They knew that they could not handle the magnitude, the crush 
of citizens coming in, particularly in the unemployment space, 
and so they, within a matter of days, implemented chatbots or 
virtual agents to help answer those questions; streamlined some 
of their services through robotic process automation, again, a 
component of artificial intelligence; deployed voice bots to be 
able to answer calls in their call centers because, again, they 
were overwhelmed, and so they were using technology. We saw 
many, I think after the magnitude of fraud was recognized, 
moved to automated fraud detection analytics, simply just not 
enough eyeballs within the state employee ranks to be able to 
monitor the fraud that was taking place, and they needed to 
automate that and, again, under an overwhelming demand that we 
saw.
    And I think, finally, one area that has seen a strong level 
of adoption is low-code/no-code development, and I think that's 
going to be very, very promising. We see that, kind of an 
emerging technology that's going to be used across the states, 
and it provides the ability to be able to, in a Lego block type 
of fashion, build applications that can be deployed very 
quickly to serve citizens. So, we see that as another area.

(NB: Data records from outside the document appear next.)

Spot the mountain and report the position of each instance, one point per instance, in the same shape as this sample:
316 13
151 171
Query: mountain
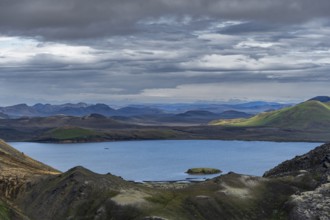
309 115
248 107
296 189
150 110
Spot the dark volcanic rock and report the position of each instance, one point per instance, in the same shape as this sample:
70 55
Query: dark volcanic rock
316 161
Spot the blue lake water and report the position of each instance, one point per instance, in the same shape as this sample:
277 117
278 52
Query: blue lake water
165 159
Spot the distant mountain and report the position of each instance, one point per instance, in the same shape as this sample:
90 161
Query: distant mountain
248 107
309 115
135 111
321 99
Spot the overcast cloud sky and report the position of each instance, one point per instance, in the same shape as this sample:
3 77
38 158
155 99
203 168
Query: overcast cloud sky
133 51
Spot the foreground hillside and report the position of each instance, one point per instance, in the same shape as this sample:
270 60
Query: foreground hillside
296 189
308 116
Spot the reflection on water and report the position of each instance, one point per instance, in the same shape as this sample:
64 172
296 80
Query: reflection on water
165 159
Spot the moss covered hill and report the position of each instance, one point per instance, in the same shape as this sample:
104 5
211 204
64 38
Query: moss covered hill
17 170
309 115
82 194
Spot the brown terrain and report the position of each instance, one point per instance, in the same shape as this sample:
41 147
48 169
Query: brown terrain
296 189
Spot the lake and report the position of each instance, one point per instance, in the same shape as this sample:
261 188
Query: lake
165 160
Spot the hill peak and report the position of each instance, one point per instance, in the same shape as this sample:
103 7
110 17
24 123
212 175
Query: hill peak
320 99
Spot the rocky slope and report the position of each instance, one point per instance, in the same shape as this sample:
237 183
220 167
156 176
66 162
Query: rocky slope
296 189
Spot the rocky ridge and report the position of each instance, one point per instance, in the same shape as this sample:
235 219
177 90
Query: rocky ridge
296 189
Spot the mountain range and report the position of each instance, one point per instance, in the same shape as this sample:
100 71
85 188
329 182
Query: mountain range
83 109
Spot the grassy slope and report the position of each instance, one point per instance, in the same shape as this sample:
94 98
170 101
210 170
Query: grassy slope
307 115
4 214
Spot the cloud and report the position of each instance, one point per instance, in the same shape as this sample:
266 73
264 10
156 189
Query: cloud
151 50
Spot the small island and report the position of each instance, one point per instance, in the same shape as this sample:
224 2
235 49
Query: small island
203 171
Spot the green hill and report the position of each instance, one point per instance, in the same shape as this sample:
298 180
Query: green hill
309 115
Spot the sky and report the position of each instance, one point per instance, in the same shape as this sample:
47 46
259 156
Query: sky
163 51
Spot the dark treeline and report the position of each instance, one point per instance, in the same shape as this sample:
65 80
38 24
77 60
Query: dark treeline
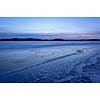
32 39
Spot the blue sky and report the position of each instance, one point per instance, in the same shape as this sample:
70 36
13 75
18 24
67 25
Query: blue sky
72 27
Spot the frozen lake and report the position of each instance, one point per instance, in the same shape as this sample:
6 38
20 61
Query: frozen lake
50 61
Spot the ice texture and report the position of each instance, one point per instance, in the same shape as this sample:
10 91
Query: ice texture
50 62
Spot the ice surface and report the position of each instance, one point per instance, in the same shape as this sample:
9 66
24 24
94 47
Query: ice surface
50 61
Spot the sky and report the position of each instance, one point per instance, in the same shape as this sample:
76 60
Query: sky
64 27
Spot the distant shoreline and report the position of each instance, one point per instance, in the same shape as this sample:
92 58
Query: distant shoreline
32 39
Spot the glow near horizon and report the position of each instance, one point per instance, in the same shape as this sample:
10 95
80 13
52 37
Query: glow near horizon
51 25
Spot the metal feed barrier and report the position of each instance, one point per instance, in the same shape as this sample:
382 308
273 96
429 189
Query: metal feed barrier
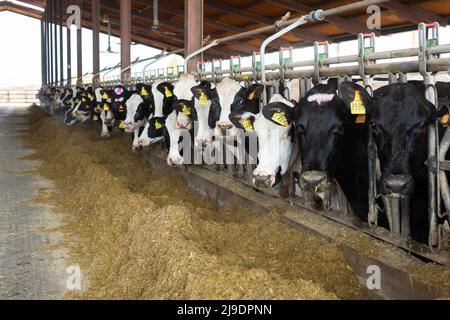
364 66
17 96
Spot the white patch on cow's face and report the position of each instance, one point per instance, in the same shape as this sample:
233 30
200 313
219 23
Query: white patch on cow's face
158 98
275 146
132 105
294 89
204 134
320 98
98 95
227 90
182 90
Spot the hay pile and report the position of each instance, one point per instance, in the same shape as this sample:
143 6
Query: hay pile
140 233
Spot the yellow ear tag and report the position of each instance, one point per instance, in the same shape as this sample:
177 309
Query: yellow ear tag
444 120
168 93
247 124
186 110
280 118
360 119
357 106
203 99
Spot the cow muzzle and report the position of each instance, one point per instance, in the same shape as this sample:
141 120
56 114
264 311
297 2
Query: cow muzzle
261 181
183 124
314 181
402 185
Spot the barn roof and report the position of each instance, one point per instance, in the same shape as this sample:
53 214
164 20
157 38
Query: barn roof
227 17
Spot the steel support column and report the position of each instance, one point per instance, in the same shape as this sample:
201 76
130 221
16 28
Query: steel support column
193 34
125 38
96 40
80 50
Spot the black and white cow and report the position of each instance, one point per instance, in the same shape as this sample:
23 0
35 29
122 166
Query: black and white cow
139 107
233 96
277 152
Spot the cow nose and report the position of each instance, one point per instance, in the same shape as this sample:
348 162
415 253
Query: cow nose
225 126
312 181
261 181
399 184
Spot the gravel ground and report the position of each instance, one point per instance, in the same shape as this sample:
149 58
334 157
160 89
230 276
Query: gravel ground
28 268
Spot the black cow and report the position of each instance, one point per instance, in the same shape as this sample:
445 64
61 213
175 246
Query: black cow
400 119
332 133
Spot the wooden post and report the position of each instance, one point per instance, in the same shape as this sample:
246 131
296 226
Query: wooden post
125 38
193 34
96 40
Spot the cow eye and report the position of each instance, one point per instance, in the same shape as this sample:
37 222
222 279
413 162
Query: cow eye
300 128
337 130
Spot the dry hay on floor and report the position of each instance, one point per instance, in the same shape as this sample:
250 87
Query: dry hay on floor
140 233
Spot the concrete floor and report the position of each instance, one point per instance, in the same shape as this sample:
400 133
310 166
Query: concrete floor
28 268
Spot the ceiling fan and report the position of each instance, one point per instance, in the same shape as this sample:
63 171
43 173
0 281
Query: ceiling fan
108 22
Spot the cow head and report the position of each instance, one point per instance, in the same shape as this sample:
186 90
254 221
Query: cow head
163 97
119 97
273 127
186 114
132 105
230 93
207 107
321 120
399 125
154 131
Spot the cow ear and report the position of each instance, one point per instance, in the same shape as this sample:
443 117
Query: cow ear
201 93
242 120
183 107
357 100
254 91
279 113
166 89
442 115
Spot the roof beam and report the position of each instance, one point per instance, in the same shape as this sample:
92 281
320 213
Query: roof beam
348 25
413 13
309 36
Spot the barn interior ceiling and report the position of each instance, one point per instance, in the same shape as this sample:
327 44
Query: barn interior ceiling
227 17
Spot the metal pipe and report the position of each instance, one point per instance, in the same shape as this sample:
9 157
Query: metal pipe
61 44
95 40
445 189
50 9
69 53
55 26
396 221
80 50
196 53
298 22
405 217
155 25
125 37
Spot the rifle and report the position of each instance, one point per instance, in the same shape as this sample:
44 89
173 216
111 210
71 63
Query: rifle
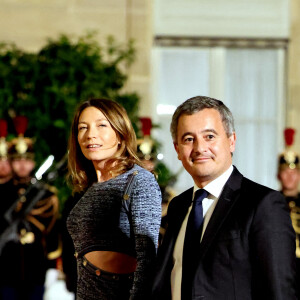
35 192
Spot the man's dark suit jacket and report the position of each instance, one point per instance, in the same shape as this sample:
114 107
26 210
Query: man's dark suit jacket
247 251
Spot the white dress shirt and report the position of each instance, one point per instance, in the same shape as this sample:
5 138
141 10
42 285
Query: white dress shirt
214 189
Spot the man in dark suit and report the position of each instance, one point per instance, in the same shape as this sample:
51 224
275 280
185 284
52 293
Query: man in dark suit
245 246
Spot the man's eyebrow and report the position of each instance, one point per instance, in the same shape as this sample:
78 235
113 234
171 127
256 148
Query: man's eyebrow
208 130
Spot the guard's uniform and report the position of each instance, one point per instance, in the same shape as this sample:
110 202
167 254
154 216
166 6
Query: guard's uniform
25 258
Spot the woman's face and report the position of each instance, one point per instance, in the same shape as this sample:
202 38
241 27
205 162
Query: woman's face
97 139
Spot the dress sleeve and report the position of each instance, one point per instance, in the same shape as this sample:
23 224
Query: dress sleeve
146 219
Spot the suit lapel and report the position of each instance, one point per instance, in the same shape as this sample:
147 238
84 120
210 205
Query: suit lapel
227 199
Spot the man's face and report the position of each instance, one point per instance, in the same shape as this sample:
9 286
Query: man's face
289 178
203 146
22 167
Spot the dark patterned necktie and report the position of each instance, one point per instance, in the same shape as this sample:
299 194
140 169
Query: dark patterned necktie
192 240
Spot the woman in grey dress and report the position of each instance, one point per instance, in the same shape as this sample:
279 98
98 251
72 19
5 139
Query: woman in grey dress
115 225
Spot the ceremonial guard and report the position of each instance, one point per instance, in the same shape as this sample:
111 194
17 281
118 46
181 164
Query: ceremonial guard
289 177
28 241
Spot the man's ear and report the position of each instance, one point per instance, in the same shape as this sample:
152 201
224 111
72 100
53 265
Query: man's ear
177 149
232 141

    But, again, I think these are all part of the 
transformation and innovation that we've seen and accelerated 
adoption. And since we were tracking those with our surveys, we 
had a baseline in 2019, particularly around things like virtual 
agents, and we could see the dramatic adoption move from less 
than a quarter of the states to over 80 percent move very 
quickly. So, we knew that innovation was taking place at the 
state government level.
    Ms. Norton. Thank you. Those are interesting examples.
    Mr. Robinson mentioned websites. Ms. Renteria, during the 
pandemic, what have we learned about the importance of making 
government websites more accessible and user friendly?
    Ms. Renteria. We learned--I would say we learned how they 
weren't user friendly and accessible. That was the really hard 
part throughout this pandemic is governments really had a 
chance to take a look at what was happening.
    The other thing I just want to point this committee to is 
Code for America did a 50-state-wide study scorecard, if you 
will, about safety-net benefits, and through that you're able 
to see what was online, how easy to use is it, and that got a 
lot more pickup during the pandemic because people were trying 
to figure out where can I go, which states are working, which 
states aren't working.
    But the other thing I want to also point out is we were 
part of Get Your Refund, a VITA or EITC, VITA sites, which are 
Volunteer Income Tax Assistance sites, all had to go from in-
person to online, and they did. Many of them figured out that 
process. And when you think about accessibility to working 
families, to folks who are eligible for EITC or now the Child 
Tax Credit, it has been a huge step function for a lot of these 
volunteer assistance programs to really think of themselves as 
in-person and now online. And I hope that we take that with us 
as we go forward as well as a lesson that if you are in person, 
you can actually even access more people if you can figure out 
a way to reach them online. And we look forward to talking to 
this committee about how to continue to do that kind of work.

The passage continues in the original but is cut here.